7. Georgia (as part of a school trip to Atlanta prior to the '96 Olympics)
In addition, I have “eyeballed” ten others from the car while in the vicinity.
1. Indiana (during my trip to the Indianapolis Motor Speedway)
2. Utah (Salt Lake City was part of the Western trip Anna and I took in 2007)
3. Tennessee (during another school trip in the '90s)
4. Massachusetts (while attending the Presidential Intern function at Harvard)
5. New York (during the 2004 New England trip with Anna)
6. North Carolina (in 1985 with my friend Steve Goff)
7. Virginia (both Richmond and Williamsburg)
8. Annapolis (while visiting the Naval Academy)
9. Delaware (on the way to Dover Speedway)
10. South Carolina (this week while on the way to the WVU bowl game)
This was my first visit to Columbia, as we stopped there Sunday night on our way to Florida. The University of South Carolina is huge (~45,000 students) and dominates much of downtown (but I like Woodburn Circle better than their horseshoe area). It was quite a juxtaposition to see palmetto trees with snow covering the ground beneath them. Although South Carolina finally relented and removed the Confederate flag from the top of their Capitol dome, it still occupies a prime space at the front of their Capitol building (which I consider disgraceful, as do the ghosts of thousands Grand Army of the Republic members—the GAR was the first real veterans organization, but unfortunately died away as those Civil War veterans died).

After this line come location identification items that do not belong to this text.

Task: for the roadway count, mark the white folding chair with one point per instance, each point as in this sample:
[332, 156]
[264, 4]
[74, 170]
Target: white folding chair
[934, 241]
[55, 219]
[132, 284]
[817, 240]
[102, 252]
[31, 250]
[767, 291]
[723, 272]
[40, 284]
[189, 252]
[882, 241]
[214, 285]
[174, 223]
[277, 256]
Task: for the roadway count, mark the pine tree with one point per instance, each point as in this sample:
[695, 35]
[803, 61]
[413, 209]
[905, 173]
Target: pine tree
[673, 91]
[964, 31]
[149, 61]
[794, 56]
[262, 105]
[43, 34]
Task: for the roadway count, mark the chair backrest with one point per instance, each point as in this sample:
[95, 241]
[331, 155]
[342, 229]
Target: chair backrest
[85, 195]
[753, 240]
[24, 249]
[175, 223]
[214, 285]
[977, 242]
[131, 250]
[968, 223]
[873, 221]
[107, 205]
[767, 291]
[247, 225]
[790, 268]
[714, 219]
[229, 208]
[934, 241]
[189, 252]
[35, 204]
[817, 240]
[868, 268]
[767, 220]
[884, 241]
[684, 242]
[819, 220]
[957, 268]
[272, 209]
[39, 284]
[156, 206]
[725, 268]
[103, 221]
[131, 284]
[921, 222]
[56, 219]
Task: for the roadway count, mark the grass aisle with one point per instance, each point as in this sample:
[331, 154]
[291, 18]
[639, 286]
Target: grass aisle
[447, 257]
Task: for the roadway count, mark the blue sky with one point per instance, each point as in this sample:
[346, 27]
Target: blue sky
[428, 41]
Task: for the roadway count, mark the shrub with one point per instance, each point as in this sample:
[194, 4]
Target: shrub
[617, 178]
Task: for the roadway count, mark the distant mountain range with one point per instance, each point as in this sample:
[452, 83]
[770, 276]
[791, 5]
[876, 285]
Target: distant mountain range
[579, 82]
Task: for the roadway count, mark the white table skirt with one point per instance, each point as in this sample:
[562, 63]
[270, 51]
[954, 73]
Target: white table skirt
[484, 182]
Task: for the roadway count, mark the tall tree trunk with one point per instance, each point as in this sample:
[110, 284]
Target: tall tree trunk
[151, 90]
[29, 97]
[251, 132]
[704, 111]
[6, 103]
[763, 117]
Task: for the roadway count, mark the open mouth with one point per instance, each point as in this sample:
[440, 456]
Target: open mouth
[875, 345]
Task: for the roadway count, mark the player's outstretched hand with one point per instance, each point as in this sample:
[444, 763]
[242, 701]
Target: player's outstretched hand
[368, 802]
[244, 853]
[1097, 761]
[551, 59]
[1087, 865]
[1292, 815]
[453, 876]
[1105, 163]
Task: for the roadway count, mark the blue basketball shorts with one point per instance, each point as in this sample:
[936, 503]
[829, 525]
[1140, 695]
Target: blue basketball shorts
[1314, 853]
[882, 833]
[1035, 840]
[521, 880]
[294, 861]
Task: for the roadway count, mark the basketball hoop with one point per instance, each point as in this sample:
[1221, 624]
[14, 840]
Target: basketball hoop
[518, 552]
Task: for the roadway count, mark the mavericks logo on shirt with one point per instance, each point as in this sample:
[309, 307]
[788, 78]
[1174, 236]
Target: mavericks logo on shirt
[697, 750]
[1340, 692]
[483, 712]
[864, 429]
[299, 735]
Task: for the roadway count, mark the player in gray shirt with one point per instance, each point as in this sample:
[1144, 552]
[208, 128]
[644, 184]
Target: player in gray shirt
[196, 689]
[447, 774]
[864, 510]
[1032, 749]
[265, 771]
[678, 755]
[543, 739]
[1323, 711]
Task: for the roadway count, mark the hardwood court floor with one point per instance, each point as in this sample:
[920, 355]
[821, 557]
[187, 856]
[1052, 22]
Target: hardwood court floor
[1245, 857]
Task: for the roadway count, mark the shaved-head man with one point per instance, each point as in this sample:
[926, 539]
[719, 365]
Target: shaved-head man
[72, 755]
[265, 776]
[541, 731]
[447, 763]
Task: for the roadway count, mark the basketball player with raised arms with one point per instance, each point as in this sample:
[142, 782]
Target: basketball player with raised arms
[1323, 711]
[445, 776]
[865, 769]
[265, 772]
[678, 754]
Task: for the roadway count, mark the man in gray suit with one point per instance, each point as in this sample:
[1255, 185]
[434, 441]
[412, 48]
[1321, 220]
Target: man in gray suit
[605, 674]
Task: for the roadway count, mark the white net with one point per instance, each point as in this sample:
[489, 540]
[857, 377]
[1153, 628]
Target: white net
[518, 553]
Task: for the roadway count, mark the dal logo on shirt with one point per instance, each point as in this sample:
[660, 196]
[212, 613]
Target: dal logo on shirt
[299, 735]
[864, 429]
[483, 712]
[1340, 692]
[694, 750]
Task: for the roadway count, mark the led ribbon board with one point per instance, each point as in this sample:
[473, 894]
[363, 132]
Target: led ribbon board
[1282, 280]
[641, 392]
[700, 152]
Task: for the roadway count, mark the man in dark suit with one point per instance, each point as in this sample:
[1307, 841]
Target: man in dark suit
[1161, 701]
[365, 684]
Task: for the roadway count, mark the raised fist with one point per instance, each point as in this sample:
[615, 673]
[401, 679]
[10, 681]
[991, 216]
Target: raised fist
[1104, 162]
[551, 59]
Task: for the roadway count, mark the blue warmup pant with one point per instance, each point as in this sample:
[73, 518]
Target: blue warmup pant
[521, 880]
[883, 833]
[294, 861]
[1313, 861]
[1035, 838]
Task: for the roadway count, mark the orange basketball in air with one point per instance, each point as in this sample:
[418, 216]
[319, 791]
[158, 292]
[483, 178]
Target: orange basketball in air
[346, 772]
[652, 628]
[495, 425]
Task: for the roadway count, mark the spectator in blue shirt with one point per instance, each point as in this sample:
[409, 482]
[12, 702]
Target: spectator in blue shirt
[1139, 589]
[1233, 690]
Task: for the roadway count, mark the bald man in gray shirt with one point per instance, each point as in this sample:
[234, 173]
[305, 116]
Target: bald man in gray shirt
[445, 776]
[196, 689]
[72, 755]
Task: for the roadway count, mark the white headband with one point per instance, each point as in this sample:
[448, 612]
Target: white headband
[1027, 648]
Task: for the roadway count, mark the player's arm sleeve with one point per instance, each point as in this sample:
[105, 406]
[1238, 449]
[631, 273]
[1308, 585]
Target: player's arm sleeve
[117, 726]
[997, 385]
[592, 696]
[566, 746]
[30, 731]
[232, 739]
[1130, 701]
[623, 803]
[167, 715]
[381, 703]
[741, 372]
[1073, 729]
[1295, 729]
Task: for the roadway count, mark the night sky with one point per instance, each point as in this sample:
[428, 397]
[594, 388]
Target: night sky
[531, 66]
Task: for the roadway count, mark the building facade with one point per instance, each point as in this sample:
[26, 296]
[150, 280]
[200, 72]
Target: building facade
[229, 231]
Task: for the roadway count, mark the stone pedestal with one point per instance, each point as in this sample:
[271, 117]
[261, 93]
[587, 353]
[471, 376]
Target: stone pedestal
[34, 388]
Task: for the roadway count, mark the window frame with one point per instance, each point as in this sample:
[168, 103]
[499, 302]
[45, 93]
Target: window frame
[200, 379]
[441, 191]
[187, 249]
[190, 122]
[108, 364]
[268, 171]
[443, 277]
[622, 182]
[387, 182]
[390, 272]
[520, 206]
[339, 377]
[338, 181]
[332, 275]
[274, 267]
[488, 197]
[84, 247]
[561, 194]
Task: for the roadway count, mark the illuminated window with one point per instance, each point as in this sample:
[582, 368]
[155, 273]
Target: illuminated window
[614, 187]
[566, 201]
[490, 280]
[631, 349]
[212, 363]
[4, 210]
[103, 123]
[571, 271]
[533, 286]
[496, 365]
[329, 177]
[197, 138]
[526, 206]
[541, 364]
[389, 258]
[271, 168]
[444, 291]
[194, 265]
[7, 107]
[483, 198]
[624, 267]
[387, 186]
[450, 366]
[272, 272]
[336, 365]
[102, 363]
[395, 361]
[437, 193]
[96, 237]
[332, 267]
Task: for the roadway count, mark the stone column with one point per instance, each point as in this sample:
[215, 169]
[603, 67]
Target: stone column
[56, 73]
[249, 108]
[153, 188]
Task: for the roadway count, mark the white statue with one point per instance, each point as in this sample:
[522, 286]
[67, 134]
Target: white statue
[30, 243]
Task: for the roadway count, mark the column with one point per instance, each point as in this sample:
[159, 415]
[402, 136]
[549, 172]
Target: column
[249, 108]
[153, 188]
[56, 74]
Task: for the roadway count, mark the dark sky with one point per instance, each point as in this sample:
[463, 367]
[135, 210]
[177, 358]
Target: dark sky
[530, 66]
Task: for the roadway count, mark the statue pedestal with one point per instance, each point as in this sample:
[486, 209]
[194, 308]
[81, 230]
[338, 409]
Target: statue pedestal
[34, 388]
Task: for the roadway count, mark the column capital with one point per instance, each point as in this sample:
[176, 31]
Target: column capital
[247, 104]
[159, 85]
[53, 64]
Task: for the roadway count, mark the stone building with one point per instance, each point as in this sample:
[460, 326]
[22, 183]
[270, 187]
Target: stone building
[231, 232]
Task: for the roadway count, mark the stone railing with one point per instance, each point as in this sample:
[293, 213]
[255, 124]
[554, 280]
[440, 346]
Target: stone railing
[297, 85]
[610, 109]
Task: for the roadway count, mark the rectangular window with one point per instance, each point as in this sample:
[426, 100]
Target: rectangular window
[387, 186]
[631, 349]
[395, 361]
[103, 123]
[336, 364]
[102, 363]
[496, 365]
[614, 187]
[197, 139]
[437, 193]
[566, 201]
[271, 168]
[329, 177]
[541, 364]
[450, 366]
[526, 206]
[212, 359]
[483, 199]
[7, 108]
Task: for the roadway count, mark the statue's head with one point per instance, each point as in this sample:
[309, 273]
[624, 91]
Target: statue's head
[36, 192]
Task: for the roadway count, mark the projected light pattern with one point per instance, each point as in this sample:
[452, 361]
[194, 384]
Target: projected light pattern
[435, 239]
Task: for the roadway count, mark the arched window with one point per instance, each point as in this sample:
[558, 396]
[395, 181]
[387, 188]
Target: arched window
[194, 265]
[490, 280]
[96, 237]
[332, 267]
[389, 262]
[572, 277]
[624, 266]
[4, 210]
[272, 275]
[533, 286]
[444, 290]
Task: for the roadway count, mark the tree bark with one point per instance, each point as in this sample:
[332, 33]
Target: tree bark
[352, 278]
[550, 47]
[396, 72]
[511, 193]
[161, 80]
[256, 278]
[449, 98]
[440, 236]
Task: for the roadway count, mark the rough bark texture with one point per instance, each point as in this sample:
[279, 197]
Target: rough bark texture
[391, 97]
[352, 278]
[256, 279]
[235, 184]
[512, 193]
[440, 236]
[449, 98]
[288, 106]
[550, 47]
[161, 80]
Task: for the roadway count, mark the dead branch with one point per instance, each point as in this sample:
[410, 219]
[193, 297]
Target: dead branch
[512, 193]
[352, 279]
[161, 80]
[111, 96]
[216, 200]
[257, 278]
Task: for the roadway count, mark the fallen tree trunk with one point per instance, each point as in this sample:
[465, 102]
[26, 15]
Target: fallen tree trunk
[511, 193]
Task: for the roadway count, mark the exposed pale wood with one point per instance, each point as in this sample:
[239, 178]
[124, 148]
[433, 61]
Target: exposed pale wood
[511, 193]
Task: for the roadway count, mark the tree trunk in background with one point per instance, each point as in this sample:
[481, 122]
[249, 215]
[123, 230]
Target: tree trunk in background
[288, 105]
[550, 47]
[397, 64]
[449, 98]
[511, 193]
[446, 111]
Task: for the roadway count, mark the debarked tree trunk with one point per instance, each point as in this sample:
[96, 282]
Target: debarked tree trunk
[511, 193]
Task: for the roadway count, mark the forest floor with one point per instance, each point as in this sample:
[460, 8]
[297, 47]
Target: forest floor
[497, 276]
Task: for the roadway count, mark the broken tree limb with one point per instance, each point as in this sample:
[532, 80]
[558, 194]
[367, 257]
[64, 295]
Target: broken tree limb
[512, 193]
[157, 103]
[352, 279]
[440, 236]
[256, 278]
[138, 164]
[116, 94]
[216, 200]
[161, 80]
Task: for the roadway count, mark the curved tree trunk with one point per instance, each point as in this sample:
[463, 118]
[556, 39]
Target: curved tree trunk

All told, I wouldn't trade any of them for the West Virginia capitol building in Charleston. From the outside, it is quite impressive. I'm glad the gilding of our dome was paid with donations, rather than from taxes. The inside is nice, but not at the level of Pennsylvania. However, the riches that went into the luxurious appointments within the capitol at Harrisburg make it too “over the top” for my tastes—it borders on embarrassing.
So the bottom line is that West Virginia is the best (not that I am biased or anything).